Un roman habile où Edmunt White donne à voir la différence de perception du sentiment amoureux et de la sexualité entres homos et hétéros. Il ne s'interdit rien et étudiera sans détour la question du désir et du plaisir sexuel, notamment celui des femmes. Ce qui pourra peut-être étonner les lecteurs de l'écrivain qui à ma connaissance s'est focalisé principalement sur la vie homosexuelle dans ses précédents romans. 
Un ôde à l'amitié avec un grand "A" entre homo et hétéro. Première fois que je lis une histoire sur ce thème. Ça fait du bien ! 

L'écrivain n'évite pas certains clichés côté scènes chaudes mais se rattrape par son analyse psychologique assez pertinente. Un regard aiguisé sur l'être humain, son rapport au corps, sa sexualité et ses tabous. Enfin, j'ai bien aimé son écriture intelligente, crue et tendre à la fois. 

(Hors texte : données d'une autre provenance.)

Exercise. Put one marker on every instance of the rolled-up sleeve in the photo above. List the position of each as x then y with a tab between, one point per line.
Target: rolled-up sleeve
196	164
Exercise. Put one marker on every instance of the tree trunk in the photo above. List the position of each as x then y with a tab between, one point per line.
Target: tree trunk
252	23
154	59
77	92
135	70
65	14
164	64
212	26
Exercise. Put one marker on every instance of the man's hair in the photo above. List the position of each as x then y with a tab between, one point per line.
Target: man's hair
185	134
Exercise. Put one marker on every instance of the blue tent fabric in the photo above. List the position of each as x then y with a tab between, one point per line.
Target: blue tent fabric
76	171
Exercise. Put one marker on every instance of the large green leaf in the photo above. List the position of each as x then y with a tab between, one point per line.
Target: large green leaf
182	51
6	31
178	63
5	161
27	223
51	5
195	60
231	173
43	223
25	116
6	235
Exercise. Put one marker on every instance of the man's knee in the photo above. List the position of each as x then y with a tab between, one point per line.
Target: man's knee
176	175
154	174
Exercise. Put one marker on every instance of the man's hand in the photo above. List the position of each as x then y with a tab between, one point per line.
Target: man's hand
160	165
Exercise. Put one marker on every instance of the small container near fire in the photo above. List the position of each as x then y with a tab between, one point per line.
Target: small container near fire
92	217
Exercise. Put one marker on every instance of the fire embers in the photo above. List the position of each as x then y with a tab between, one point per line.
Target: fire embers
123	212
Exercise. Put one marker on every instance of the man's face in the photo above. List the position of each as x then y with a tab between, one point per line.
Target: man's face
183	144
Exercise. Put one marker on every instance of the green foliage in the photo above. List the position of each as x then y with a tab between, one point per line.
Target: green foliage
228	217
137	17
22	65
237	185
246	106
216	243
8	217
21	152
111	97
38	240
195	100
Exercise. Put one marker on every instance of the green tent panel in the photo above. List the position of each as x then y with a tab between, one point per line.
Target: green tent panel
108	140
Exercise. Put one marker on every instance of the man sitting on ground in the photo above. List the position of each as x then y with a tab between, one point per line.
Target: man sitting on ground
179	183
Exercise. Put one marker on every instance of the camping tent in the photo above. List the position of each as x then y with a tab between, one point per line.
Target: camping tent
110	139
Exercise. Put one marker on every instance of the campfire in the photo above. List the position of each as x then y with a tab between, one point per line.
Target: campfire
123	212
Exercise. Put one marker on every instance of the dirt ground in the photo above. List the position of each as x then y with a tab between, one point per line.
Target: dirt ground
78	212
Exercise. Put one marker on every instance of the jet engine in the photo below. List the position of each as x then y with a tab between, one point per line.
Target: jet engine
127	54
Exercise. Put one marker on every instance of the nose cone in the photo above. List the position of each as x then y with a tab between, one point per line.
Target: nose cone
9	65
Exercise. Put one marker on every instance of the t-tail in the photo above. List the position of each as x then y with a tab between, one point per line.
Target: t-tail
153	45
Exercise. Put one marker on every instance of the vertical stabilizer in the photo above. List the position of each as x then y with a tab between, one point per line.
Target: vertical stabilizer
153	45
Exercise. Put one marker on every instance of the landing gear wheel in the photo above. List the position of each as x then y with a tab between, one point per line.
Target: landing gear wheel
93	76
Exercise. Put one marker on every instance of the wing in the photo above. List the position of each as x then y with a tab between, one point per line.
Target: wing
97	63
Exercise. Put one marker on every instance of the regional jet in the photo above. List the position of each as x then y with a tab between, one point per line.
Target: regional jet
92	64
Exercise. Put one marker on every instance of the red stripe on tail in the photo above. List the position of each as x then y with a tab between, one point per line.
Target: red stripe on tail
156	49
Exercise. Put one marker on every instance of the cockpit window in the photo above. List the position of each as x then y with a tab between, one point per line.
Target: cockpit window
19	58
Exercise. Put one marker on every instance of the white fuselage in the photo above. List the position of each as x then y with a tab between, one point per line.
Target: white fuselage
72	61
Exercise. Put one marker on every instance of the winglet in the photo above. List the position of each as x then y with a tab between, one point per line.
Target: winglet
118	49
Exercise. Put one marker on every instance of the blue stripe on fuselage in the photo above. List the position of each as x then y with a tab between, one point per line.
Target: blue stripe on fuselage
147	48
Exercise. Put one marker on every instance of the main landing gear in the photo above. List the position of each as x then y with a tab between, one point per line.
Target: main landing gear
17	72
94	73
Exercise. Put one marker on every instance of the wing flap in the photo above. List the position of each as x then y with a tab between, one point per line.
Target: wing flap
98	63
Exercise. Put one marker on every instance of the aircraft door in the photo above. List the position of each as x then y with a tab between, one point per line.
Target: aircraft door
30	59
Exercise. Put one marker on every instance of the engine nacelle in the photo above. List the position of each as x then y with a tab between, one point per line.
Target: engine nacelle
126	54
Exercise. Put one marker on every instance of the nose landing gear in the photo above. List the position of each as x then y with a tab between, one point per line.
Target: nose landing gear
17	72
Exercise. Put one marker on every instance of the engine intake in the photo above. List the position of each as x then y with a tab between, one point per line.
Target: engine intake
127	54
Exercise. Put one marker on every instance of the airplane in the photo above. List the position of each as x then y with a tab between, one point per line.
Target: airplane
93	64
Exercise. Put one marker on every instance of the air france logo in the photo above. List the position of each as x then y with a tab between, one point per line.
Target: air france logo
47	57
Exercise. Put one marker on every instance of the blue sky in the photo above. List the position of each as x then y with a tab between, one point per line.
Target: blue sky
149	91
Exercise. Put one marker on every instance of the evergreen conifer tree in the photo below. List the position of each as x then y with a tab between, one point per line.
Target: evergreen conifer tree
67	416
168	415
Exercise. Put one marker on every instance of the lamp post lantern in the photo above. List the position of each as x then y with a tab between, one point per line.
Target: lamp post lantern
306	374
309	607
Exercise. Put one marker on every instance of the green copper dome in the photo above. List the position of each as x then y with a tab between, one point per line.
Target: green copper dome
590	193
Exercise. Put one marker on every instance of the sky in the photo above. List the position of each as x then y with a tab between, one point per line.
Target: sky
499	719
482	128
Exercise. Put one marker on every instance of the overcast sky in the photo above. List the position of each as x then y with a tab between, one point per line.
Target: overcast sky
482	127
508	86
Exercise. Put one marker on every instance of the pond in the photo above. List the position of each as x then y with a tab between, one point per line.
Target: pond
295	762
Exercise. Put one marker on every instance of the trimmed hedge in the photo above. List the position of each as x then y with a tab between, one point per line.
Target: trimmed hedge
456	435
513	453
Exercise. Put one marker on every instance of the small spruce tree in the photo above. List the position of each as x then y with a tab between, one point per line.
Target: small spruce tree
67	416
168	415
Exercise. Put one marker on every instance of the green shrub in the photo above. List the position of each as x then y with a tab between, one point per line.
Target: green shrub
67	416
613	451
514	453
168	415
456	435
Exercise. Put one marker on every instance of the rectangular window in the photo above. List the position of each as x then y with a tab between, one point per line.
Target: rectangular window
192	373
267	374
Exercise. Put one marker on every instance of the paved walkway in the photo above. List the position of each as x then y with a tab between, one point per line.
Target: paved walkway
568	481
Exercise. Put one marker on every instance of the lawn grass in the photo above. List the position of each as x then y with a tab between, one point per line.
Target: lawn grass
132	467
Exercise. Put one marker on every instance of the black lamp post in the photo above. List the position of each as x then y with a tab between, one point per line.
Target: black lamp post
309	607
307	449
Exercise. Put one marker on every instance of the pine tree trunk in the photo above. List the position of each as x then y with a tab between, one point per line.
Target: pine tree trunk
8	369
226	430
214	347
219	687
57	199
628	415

Jack Holmes et son ami d'Edmund White - 10/18 - sortie le 04 novembre 2015

Commentaires

In Cold Blog a dit…
J'avais émis à l'époque les mêmes réserves quant à certains clichés (assez étonnants de la part d'un auteur de ce calibre).
Sur un thème proche, j'allais te conseiller un roman de David Leavitt (The two hotels Francfort) mais en voulant vérifier l'intitulé en français, je m'aperçois qu'il n'a pas (encore) été traduit en français... Cela dit, si tu ne le connais déjà, c'est un auteur que je te recommande.
Guillome a dit…
Bonjour Laurent, j'avais découvert David Leavitt il y a plus de dix ans je crois, avec un recueil de nouvelles "quelques pas de danse en famille"...que j'avais aimé sans plus. peut-être faudrait il que je le relise...Mais tu piques ma curiosité avec ce titre anglais...il faudra être patient pour ma part car contrairement à ma moitié, mon niveau d'anglais n'est pas assez bon pour lire un roman en entier !
In Cold Blog a dit…
"Quelques pas de danse..." n'est effectivement pas ce que Leavitt a fait de mieux. Je l'ai découvert dans mon adolescence avec "Le langage perdu des grues" qui m'avait bouleversé... et que, donc, je te recommande chaudement. Cela devrait changer ton regard sur Leavitt.
Guillome a dit…
ma moitié avait adoré "le langage" ... bon ok ok je vais le lire ;-) merci pour ce rappel !
manU B a dit…
J'ai lu plusieurs Edmund White il y a quelques années mais impossible de me rappeler celui que j'avais préféré...
Guillome a dit…
ManU : j'ai la mémoire qui flanche, j'me souviens plus très bien ;-)
Jérôme a dit…
Un auteur que je n'ai jamais lu mais je ne commencerai peut-être pas par celui-là.
Guillome a dit…
Jérôme :Edmund White a écrit un livre sur Rimbaud, pas encore lu mais il me tenterait bien !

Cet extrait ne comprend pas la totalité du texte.